Estratégia “até logo”

03/05/2021 Cana-de-Açúcar POR: MARINO GUERRA

Plantio realizado em maio do ano passado (foto feita em setembro), onde a cana passou por condições climáticas extremas, mas pelo fato de não ter produzido colmos na estiagem, suas folhas permaneceram vigorosas esperando as primeiras gotas de chuva para iniciar o processo de crescimento

 

No melhor agro do mundo não cabe mais um produtor com a cabeça fechada, que não considere todas as possibilidades para fazer o melhor uso de sua área. Através desse ponto de vista, em algumas regiões, muitos optaram pela rotação de cultura prolongada (com duração prevista de um ano onde são feitos dois plantios de verão e uma safrinha).

Ao analisar os casos, ficam evidentes três motivos principais que fizeram os agricultores a tomar essa decisão. O primeiro e mais evidente são as condições climáticas atuais, que já ditas nesse conjunto de reportagens trouxe muito risco para o plantio da cana.
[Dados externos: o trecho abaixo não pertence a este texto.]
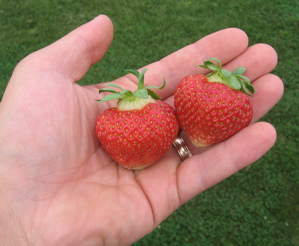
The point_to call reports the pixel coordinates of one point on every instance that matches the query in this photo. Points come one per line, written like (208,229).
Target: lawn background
(258,205)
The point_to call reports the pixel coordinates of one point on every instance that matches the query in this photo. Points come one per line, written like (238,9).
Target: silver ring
(182,148)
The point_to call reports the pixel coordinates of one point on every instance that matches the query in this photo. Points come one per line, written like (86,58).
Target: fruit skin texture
(140,129)
(137,138)
(210,112)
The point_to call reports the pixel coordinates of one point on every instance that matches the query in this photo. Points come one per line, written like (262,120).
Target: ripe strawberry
(140,129)
(211,108)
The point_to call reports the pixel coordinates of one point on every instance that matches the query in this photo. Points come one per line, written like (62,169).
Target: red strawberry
(140,129)
(211,108)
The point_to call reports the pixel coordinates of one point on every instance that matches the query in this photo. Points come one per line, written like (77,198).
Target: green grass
(257,206)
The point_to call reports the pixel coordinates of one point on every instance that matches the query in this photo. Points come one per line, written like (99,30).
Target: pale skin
(58,186)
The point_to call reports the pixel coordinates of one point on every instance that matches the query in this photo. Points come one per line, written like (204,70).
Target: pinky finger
(268,91)
(204,170)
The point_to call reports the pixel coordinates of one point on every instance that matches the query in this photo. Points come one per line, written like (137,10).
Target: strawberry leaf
(141,94)
(239,71)
(234,79)
(153,94)
(234,83)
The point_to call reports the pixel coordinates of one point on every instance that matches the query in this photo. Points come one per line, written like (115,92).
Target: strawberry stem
(235,79)
(126,96)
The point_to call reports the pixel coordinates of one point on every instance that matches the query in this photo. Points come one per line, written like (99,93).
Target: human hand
(59,187)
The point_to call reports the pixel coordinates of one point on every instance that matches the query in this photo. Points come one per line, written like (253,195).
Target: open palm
(64,189)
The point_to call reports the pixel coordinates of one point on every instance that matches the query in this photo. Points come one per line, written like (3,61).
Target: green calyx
(234,79)
(142,92)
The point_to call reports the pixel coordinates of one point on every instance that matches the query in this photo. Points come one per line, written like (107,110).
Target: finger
(268,91)
(184,61)
(258,60)
(200,172)
(73,54)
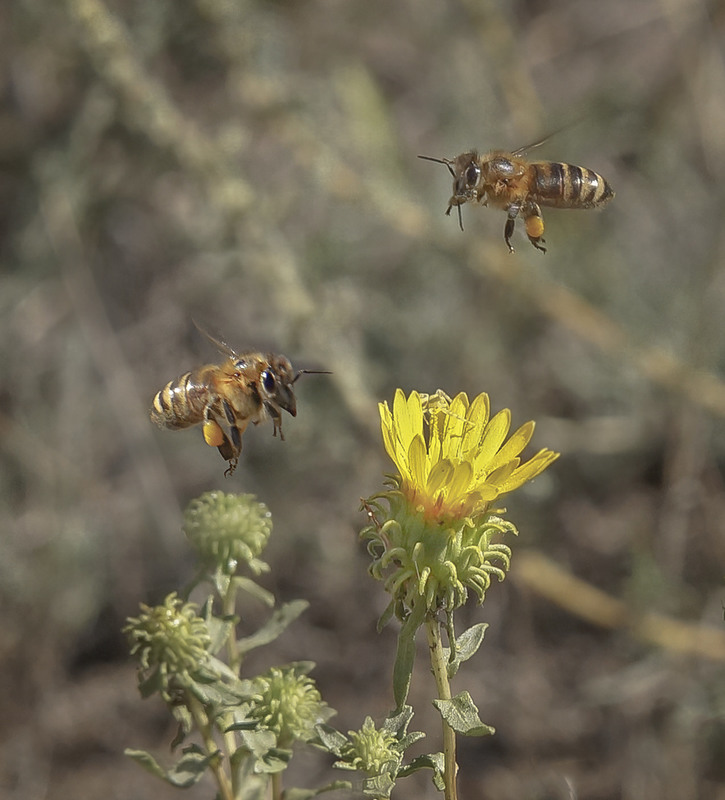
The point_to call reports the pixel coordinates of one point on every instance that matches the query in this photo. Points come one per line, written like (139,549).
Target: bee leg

O segundo é a remuneração, lembrando que os valores da cana estão em patamares bastante satisfatórios, mas em algumas regiões é histórico o problema de negociação com grupos de grande influência (que não se abrem em acordos mais amplos com os fornecedores), fazendo com que muitos aproveitassem o vencimento de contratos para surfar as ondas graneleiras, tanto da soja como do milho.

Há relatos de gente que tirou mais de mil hectares de cana para fazer uso dessa estratégia, o que pode pressionar (pela falta de matéria-prima) esses grupos a abrirem mais a cabeça e tratar seus fornecedores como parceiros, o que eles realmente são.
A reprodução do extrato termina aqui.